Land ownership

Philippe Duchon (duchon@clipper.ens.fr)
Tue, 28 Jul 92 3:59:12 MET DST

Once again, I'll have to agree with Olivier (Gossner. Salut Goss...).
I don't like land ownership at all. Let me argue about it.

In Olympia, at their beginning, player characters are nothing. Simple,
ordinary persons. Perhaps sons (or daughters) of a rather wealthy merchant,
who just decided to go out by themselves and become "faction leaders".

What is a faction leader ? For a small faction, it probably is the most
charismatic/wealthy in a group of friends, or just a guy who hired a few
others.

Now, we are arguing about becoming rulers of quite large regions, or even
cities. How do you become such a ruler ? Usually, by being the son of the
previous ruler, or his heir. Or by being elected to the position, probably
by the most important locals (like guild leaders, rich merchants, aso).
Seizing power by force may be possible, but this kind of thing could only
happen once in decades, not several times a year.

Except if the society is described as "anarchy". No law. No tax, but what we
make (sorry). There are no stable rulers in the land.

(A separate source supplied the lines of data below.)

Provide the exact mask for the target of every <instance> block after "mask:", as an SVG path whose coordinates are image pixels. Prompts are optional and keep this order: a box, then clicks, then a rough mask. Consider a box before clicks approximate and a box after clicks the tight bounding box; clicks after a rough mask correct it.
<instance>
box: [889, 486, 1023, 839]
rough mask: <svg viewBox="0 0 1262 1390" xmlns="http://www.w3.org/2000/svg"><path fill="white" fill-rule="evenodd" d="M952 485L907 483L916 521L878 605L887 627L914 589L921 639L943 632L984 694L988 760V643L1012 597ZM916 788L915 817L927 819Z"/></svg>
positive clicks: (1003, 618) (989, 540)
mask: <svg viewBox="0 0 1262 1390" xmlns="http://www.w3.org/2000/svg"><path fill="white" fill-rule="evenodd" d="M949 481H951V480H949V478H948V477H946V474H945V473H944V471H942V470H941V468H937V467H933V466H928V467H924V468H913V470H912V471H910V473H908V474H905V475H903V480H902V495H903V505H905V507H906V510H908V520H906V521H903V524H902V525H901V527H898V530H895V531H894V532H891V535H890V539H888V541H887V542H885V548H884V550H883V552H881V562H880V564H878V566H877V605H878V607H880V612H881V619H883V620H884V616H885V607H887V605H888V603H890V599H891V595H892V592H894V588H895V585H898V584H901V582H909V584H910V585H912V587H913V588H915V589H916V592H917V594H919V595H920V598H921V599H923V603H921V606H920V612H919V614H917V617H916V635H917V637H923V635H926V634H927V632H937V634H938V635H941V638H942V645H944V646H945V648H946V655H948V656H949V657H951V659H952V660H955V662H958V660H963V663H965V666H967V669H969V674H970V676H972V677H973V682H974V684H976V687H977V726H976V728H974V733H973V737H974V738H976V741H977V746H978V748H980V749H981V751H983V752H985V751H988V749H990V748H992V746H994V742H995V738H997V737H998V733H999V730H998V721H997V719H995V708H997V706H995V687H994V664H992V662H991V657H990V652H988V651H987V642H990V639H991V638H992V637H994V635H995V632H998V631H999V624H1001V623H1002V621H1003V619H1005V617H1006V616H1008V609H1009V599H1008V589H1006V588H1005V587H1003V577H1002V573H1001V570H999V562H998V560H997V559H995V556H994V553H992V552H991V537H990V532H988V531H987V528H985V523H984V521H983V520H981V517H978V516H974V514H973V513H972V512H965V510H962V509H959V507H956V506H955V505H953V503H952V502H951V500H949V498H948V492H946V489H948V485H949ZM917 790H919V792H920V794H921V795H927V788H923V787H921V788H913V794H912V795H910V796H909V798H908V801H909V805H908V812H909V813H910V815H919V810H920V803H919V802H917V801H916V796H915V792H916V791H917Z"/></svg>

We have to accept this: a place where, in less than 3 years (I've been around
since turn 1, and this is only turn 32), a nobody can pretend he is the ruler
of even a small town, lies in a state of anarchy. And I really believe that
in such a state, the commands we already have are enough. You can blackmail
people, ask them money for "protection". If they don't pay, you can attack
them, even hunt them. But you have no sure means of keeping them out. You are
a "ruler" only if you are respected by the local population. You have the
Times to show you are a ruler. You don't need games mechanisms for that.

OK, that's all. Come on. flame. I won't be here in the next days anyway.